Trotz der Pfingstfeiertage und trotz Aprilwetters hat sich am 22. Mai 2021 ein Dutzend Menschen auf dem Dreifaltigkeitsfriedhof am Mehringdamm zusammengefunden, um Rahel Levin Varnhagen zum 250. Geburtstag zu gedenken. Zu würdigen. Warum?
Rahel Varnhagen ist zwar als Saloniere berühmt, als hochgeschätzte Gastgeberin, der es gelang, in ihren Salons Menschen aus unterschiedlichsten Lebensbereichen über selbst Standesgrenzen hinweg zusammenzuführen, aber das war nur die glänzende Oberfläche. Eine Gesamtausgabe ihrer Werke (und das sind vor allem Tausende Briefe, Aphorismen und Tagebuchaufzeichnungen) liegt in der Bundesrepublik erst seit diesem Jahr vor und die 1933 entstandene wegweisende Biographie von Hannah Ahrendt “Lebensgeschichte einer deutschen Jüdin“ (bei ihrer deutschen Erstausgabe 1959 wollte der Lektor, ein ehemaliger SS-Obersturmbannführer, die Jüdin aus dem Titel gestrichen haben) erscheint erst jetzt in einer kritischen Neuausgabe.
Für uns ist kein Platz, kein Amt, kein eitler Titel da!

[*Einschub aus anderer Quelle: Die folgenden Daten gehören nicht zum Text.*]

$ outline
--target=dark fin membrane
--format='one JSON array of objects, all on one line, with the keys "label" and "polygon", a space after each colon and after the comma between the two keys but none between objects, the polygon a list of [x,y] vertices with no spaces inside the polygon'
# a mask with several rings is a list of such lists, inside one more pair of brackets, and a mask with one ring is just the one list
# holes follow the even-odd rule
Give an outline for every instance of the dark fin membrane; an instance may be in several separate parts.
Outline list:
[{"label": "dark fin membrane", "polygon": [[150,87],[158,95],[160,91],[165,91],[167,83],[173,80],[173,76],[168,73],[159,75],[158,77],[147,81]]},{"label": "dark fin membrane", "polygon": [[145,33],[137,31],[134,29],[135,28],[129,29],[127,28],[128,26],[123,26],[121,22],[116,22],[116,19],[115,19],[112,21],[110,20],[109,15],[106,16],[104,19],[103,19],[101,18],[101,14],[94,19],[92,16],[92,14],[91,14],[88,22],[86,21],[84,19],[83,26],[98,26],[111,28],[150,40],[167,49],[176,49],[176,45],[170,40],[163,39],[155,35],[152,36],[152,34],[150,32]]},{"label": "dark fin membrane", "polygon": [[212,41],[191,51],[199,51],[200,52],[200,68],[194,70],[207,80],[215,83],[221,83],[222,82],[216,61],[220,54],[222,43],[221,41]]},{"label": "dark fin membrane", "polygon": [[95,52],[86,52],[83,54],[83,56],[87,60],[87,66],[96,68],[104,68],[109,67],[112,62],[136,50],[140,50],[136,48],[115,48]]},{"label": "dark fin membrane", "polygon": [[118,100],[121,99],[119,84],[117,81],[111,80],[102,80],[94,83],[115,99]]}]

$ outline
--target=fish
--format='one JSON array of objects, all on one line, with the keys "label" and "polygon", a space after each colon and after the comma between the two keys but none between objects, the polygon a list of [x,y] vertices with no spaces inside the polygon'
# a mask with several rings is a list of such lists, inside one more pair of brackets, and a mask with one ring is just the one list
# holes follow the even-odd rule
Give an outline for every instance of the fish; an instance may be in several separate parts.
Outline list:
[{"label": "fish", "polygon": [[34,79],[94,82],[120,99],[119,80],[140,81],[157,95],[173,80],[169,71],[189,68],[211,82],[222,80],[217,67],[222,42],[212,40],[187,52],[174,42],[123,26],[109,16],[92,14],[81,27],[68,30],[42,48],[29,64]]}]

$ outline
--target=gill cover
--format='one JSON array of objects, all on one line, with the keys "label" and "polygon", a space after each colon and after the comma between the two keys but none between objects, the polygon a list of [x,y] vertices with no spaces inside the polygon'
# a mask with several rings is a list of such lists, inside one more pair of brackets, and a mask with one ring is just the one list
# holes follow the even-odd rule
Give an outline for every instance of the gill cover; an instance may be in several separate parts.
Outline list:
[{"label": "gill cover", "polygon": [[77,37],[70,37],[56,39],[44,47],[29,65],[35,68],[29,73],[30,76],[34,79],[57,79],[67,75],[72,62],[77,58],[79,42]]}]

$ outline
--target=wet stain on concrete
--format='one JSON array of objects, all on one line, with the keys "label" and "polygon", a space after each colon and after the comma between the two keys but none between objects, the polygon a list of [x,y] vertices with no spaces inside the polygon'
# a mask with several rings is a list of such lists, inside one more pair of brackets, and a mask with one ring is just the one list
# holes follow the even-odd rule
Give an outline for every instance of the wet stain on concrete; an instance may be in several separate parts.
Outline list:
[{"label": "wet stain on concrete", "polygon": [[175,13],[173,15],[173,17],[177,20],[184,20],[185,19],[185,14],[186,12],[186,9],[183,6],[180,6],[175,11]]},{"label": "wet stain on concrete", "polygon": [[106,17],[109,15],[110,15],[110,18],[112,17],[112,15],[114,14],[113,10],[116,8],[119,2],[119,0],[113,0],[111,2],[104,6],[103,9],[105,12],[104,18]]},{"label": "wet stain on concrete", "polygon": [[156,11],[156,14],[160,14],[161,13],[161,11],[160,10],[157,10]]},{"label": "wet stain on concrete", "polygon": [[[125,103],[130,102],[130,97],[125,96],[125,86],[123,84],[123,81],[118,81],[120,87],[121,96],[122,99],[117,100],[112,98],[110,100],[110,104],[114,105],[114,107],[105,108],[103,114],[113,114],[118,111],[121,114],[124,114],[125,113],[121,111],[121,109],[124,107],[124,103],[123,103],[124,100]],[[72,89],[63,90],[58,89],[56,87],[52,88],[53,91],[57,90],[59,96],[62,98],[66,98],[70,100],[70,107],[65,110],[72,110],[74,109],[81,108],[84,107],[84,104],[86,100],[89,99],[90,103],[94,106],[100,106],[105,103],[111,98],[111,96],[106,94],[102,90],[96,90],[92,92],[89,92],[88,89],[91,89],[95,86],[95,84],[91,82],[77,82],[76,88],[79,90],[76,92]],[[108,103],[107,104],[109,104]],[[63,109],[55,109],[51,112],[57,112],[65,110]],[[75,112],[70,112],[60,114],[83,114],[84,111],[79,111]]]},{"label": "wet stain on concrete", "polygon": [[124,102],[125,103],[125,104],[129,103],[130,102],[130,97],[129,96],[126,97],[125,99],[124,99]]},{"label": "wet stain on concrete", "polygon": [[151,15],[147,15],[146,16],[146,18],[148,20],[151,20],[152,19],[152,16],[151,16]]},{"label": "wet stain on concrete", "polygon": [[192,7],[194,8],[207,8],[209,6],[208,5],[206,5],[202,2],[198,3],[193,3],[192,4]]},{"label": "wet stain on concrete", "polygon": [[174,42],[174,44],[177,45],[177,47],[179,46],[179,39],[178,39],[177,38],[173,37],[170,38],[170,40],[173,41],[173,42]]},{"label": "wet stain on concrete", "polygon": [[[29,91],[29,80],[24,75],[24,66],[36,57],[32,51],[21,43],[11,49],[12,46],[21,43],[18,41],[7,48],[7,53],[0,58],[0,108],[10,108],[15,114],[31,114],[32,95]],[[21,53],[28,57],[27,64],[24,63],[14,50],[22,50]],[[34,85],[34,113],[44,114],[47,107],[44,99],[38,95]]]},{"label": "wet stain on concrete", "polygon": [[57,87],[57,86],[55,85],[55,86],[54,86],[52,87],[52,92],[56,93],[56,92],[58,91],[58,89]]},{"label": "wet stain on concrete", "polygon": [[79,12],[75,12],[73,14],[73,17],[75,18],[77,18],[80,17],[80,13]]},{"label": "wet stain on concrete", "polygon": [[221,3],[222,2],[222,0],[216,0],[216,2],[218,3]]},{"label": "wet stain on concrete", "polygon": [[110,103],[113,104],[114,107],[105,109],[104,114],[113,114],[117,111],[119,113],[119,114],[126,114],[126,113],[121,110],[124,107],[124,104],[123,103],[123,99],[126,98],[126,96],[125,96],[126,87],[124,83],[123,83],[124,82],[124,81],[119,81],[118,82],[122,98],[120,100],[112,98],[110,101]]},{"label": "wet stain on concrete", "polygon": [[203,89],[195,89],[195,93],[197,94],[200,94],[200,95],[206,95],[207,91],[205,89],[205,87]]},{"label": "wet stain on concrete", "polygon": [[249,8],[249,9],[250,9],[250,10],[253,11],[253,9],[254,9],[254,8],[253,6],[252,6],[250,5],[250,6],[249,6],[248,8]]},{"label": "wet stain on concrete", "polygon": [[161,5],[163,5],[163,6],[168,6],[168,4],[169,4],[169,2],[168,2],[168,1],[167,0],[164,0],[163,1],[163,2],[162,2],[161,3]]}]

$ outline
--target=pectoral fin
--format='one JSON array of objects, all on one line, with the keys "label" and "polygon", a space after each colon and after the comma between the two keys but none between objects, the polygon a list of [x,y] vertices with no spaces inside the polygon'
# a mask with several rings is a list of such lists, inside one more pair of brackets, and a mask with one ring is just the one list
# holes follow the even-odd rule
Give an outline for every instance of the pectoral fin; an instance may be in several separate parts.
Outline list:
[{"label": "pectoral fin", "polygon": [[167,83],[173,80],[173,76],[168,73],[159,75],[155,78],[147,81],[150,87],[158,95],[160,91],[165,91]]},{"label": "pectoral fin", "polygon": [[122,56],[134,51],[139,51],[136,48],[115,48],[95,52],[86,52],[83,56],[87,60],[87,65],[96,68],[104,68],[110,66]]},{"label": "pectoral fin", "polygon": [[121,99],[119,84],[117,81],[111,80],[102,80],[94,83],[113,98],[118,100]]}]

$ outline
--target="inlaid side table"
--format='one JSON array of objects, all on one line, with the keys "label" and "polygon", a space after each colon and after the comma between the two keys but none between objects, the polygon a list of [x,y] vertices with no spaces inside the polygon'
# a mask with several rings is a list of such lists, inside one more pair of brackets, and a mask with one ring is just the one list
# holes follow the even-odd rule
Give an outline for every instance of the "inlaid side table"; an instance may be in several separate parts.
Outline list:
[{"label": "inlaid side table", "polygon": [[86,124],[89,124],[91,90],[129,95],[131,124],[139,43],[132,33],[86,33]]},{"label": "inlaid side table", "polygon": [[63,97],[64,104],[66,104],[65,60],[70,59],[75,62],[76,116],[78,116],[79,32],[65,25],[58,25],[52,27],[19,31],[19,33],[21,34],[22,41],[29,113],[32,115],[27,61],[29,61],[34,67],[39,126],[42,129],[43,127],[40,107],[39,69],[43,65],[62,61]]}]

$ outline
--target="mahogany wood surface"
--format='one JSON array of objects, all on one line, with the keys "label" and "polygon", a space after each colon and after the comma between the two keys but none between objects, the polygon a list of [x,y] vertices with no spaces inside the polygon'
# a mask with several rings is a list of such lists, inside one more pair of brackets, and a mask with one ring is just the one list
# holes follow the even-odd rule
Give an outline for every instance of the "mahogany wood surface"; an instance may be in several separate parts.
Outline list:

Um den Blick hinter die glanzvolle Oberfläche zu lenken, möchte ich ein Zitat von Rahel voranstellen: „Weh’ dass unser Leben wegrinnt, ohne dass wir zusammenleben. Nur einmal konnte die Natur zwei solche zugleich leben lassen. Aber wir sind geschaffen, die Wahrheit in dieser Welt zu leben. Und auf verschiedenem Wege sind wir zu einem Punkt gelangt. Wir sind neben der menschlichen Gesellschaft. Für uns ist kein Platz, kein Amt, kein eitler Titel da! Alle Lügen haben einen Titel. Die ewige Wahrheit, das richtige Leben und Fühlen, das sich unabgebrochen auf einfach tiefe Menschanlagen, auf die für uns zufassende Natur zurückführen lässt, hat keinen Titel! Und somit sind wir ausgeschlossen aus der Gesellschaft: Sie, die Sie sie beleidigen. (Ich gratulieren Ihnen dazu! so hatten Sie doch etwas, viele Tage der Lust!) Ich, weil ich nicht mit ihr sündigen und lügen kann.“ Dies schrieb Rahel an ihre Busenfreundin Pauline Wiesel, die Geliebte des Prinzen Louis Ferdinand von Preußen.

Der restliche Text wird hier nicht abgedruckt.